Its also a sampling of (presumably) US-only customers at a time when the product is undergoing a gradual roll-out through multiple countries and multiple channels. Consider that if sales were constrained internationally then buyers would be trying to arbitrage through the US market, meaning there would be many e.g. Chinese buyers/brokers booking sales through US online stores inflating that channels initial volumes. Furthermore as physical retail stores begin to receive stock, online sales (which are what is sampled) should decline as buyers opt for the instant gratification (and the option to see the product in real life.) To see US-only online purchases drop after a period of pent-up demand and as store inventory becomes available is not interesting and says almost nothing about the products performance.
The only way to be thoughtful about this new category is to understand the broad transitions underway in mobile computing. We are witnessing a pivot in human-computer interaction as significant as the initial iPhone launch.
[As a rule, be very careful with the premise of data salesmanship. All data is false, some is useful. Data you have to pay for is less useful than data that has been peer reviewed.]
Apple Market Cap on the day before Steve Jobs died was ~$349 Billion.
Apple Market Cap today under current Management is $730.6 Billion.
Floundering? Really?
Yes. Very wrong. . . especially their flawed conclusions, made at the time when Apple was starting sales through their retail stores and opening in 10 more countries. They don't have access to the data they can use to properly base their conclusions on. In addition, their data were based on only 37% of the sales of the Apple Watch, those made only in the USA, when they were actually selling the bulk of Apple Watch sales outside of the US. One of the things Apple users appreciate is PRIVACY. . . and Slice works on abrogating users' privacy by mining their emails for receipts.

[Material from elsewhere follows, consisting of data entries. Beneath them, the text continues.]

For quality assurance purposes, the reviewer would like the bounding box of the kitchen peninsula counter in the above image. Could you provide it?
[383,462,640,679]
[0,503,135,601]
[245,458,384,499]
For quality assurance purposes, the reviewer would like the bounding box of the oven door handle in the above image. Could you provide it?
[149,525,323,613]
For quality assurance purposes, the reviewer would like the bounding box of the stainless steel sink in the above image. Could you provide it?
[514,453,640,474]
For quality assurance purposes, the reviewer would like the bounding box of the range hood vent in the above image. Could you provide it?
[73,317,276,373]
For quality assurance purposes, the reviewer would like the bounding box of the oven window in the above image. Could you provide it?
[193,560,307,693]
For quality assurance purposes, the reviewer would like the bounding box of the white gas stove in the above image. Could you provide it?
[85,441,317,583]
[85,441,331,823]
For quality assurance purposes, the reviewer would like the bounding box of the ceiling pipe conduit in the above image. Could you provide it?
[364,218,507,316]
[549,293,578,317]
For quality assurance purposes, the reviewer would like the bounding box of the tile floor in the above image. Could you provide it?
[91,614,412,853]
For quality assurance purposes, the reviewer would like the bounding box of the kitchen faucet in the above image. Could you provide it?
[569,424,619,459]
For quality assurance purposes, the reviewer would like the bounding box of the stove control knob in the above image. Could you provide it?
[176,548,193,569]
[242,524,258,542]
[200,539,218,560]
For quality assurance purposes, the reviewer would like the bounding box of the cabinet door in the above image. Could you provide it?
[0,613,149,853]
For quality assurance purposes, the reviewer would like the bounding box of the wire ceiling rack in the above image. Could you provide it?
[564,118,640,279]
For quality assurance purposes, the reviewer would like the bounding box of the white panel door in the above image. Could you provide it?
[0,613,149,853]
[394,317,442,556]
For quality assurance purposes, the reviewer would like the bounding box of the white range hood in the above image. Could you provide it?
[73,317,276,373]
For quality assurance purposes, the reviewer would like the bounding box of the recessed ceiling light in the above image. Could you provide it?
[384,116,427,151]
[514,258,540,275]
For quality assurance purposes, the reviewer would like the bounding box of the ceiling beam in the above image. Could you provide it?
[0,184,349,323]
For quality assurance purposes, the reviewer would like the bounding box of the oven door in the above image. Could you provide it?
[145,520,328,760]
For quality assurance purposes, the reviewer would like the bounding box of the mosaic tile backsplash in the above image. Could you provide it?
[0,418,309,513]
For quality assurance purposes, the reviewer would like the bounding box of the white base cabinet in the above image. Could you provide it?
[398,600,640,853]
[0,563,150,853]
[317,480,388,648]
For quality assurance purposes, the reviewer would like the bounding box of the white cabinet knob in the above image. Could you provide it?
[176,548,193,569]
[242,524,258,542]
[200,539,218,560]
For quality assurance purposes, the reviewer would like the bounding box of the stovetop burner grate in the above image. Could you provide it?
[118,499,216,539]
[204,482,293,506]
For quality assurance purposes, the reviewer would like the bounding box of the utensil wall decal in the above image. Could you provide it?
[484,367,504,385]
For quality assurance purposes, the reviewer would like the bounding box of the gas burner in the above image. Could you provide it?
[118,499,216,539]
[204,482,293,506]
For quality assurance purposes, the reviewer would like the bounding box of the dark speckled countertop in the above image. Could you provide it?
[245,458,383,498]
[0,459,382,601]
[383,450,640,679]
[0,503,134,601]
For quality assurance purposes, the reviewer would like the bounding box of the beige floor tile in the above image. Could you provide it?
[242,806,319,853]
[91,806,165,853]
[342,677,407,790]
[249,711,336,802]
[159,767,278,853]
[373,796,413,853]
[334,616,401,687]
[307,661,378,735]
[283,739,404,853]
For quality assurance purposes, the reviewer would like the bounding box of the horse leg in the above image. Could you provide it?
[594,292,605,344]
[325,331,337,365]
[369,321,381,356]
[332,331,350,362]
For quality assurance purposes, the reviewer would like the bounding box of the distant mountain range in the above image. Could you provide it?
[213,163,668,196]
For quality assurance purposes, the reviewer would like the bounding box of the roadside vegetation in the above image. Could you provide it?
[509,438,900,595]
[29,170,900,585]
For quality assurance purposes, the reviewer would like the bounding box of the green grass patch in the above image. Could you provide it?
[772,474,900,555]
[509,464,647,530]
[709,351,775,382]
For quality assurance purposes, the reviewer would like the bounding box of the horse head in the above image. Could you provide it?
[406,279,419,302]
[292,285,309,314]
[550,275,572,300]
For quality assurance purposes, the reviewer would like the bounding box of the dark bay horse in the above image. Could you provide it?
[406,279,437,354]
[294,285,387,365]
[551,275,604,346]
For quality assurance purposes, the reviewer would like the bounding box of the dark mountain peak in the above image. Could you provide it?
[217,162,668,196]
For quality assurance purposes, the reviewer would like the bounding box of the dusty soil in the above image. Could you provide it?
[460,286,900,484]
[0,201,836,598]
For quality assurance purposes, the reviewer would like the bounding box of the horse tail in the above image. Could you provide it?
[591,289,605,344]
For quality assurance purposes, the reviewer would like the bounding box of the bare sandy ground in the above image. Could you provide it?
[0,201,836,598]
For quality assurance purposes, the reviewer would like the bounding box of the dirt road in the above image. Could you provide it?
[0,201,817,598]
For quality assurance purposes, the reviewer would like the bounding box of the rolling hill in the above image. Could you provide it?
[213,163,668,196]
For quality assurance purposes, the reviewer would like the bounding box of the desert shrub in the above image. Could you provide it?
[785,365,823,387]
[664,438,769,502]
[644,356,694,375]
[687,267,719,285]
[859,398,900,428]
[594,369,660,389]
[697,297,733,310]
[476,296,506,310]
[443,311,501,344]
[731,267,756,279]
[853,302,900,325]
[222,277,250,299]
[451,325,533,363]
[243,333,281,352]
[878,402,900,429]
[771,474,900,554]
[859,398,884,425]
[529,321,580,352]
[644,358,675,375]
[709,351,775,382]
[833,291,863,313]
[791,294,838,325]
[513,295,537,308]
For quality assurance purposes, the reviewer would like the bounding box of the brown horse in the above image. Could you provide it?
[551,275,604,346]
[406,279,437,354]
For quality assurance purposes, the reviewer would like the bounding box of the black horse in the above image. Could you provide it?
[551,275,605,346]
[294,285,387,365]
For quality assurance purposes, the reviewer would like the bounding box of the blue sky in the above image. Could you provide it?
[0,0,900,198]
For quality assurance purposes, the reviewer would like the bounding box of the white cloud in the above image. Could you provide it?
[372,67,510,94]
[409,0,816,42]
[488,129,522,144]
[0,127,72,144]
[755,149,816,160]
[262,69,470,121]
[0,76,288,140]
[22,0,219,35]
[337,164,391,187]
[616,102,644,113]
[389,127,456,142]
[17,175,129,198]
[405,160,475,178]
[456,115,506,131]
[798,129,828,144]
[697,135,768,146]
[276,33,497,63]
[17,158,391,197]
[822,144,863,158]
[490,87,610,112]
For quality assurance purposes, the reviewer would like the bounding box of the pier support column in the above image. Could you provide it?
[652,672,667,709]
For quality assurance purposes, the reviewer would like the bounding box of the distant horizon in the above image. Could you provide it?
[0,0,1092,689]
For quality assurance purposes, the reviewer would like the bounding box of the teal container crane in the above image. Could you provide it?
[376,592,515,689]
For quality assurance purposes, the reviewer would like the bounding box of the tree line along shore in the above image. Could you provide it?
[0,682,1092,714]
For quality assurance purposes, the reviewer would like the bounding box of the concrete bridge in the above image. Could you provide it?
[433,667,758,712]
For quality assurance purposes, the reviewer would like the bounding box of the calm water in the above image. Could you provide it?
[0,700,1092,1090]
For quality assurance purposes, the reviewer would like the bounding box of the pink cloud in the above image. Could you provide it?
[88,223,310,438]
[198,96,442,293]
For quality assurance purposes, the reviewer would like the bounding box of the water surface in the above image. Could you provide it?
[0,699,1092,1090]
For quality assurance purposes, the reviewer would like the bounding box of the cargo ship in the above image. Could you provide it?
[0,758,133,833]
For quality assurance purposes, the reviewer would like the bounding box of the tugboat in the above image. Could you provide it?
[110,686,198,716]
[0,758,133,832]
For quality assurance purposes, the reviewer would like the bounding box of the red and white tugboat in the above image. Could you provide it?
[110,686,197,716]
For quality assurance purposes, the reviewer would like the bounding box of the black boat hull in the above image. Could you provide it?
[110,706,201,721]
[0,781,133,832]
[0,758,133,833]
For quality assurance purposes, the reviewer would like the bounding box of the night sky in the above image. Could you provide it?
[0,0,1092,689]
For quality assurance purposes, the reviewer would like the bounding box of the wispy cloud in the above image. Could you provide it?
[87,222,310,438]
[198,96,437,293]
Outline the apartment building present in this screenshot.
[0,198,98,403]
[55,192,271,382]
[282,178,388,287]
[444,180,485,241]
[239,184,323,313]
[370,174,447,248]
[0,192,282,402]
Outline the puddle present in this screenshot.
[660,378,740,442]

Even there, the data is bogus because Apple does not issue receipts until the product ships. Slice's charts show receipts through out April, from the 10th. NOT POSSIBLE, because Apple did not start shipping until April 27th. . . and there fore no charges were made and no receipts issued until the last week of April. The bulk of deliveries and charges would have started on May 6th. . . but Slice does not show that. I know because I made my order for two Apple Watches just after midnight on April 10 and all i got was an acknowledgement of my order being received. No receipt. My first receipt came when the first Apple Watch was shipped on May 5th. The second receipt came when the second Watch shipped in second week of June.
Multiple experts have weighed in on this including Forbes, The Motley Fool, Asymco, and Fortune have shot down Slice intelligence conclusions . . . some of them even using Slice's own raw data!
Garbage data In, Garbage data out. . . especially using flawed assumptions and misused statistical methodology.
Interesting non-response on your part.
AAPL certainly dropped by about 4% after this feeding frenzy hit and there are reports that some sold at the high, just before this started, and bought back in at the low of around 120. This is typical of what happens with FUD articles like the one engendered by Slice. Somebody made billions on the backs of little guys who panicked.